China is building a bridge across the narrowest point of the Pangong Lake to link its North Bank to the South Bank, satellite imagery has revealed. This will enable quicker troop mobilization to counter India. 

The bridge is being built over the part of the Lake in Eastern Ladakh which has been in Chinese occupation since the 1950s. While one-third of the Western part of the 134-km-long Pangong Tso is in Indian control, two-thirds of the Lake is under Chinese occupation. At its broadest point, the Lake is 5 km wide. 

According to reports, the bridge is being built speedily with pre-fabricated sections near the PLA’s Khurnak base on the North Bank. 

A report in The Print has quoted unnamed sources to state that the bridge will reduce the distance from Khurnak to Redok to just about 50 km. Redok is the PLA base which controls troop movements south of the Lake. So far, it requires a circuitous movement along the Eastern stretch of the Lake, a distance of about 180 km to reach Rudok.

Military observers infer this move as a step to reduce response time for troop mobilization to counter any Indian initiative such as the one in August 2020, when the Indian Army sprung a surprise on China by occupying the dominating ridgelines on the Kailash range south of Southern Bank of Pangong Lake. The Kailash ridgelines overlook Chinese troop deployment on the banks of the Spanggur Lake and Indian occupation of the heights threatened the Chinese.  

The Indian move on the Kailash heights was a reaction to the face-off along the Northern Bank of the Lake after the Chinese PLA moved its troops up to a geographical point called Finger 4 in May 2020. Indian troops are deployed till Finger 4, and have traditionally patrolled further East till Finger 8. 

The Indian position is that the Line of Actual Control (LAC) runs beyond Finger 8 just short of the PLA’s base at Sirijap, which it captured in the 1962 War. China claims that the LAC runs West through Finger 2 on the Indian side. PLA troops have traditionally patrolled till Finger Point 4. 

The new bridge will enable quick mobilization by PLA to exercise greater military presence on the South Bank of Pangong Tso and beyond. This is the latest in a competitive build-up of infrastructure on both sides of the LAC. 

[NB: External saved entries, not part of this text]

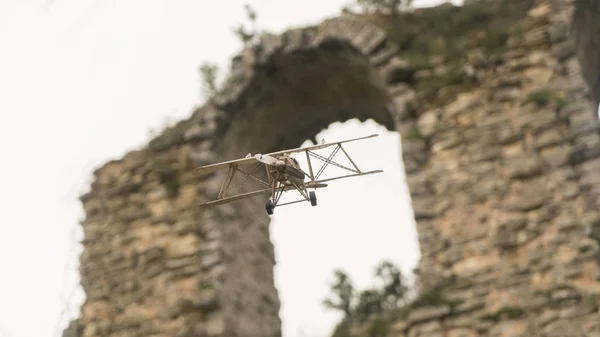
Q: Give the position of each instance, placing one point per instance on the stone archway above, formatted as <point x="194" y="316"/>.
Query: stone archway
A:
<point x="501" y="178"/>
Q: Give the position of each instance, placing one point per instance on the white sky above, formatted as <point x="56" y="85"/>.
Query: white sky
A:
<point x="82" y="82"/>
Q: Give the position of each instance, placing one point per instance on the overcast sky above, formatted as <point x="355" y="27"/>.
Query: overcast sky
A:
<point x="82" y="82"/>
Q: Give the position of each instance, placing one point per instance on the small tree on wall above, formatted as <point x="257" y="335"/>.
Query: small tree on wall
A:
<point x="343" y="293"/>
<point x="208" y="72"/>
<point x="247" y="35"/>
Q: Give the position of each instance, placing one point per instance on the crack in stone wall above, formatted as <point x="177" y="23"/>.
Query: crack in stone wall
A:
<point x="503" y="183"/>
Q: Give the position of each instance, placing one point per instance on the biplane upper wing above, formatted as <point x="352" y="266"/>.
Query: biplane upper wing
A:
<point x="319" y="146"/>
<point x="215" y="167"/>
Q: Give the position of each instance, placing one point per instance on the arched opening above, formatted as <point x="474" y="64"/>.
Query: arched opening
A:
<point x="294" y="96"/>
<point x="357" y="223"/>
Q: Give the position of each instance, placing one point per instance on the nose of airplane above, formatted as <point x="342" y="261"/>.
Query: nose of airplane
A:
<point x="280" y="165"/>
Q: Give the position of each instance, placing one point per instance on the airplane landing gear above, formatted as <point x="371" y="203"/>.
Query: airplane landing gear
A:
<point x="313" y="198"/>
<point x="269" y="207"/>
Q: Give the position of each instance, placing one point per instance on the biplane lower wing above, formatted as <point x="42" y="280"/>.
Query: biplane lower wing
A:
<point x="265" y="191"/>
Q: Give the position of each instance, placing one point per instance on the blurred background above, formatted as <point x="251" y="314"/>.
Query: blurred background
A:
<point x="83" y="82"/>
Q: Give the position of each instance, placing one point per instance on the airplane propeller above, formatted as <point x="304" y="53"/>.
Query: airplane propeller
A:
<point x="266" y="159"/>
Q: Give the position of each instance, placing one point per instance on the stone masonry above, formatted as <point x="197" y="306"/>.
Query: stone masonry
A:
<point x="503" y="178"/>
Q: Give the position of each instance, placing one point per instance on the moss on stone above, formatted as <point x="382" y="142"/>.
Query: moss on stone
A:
<point x="543" y="97"/>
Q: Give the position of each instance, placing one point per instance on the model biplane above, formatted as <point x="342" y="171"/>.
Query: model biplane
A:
<point x="283" y="173"/>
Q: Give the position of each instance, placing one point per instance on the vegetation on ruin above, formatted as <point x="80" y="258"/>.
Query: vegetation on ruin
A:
<point x="375" y="310"/>
<point x="543" y="97"/>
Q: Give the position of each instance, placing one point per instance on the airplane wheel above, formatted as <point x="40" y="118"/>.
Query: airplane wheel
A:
<point x="269" y="207"/>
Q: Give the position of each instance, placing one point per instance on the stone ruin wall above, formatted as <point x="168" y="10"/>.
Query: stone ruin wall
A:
<point x="504" y="188"/>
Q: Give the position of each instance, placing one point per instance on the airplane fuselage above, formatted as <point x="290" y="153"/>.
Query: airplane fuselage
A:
<point x="287" y="170"/>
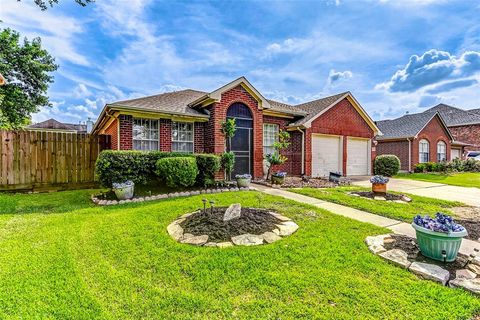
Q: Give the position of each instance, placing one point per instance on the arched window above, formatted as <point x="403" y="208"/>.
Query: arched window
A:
<point x="441" y="151"/>
<point x="424" y="151"/>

China negotiated for Indian withdrawal from the Kailash range to pull back from Finger 4 to Finger 8 to end the face-off on the Northern Bank of Pangong Tso. But it since built a new road to link the Moldo garrison on the frontlines at the Spanggur Lake to the Rudok base in the rear to avoid exposure to Indian troop positions. The old road running along the banks of the Spanggur Lake was considered vulnerable to Indian positions.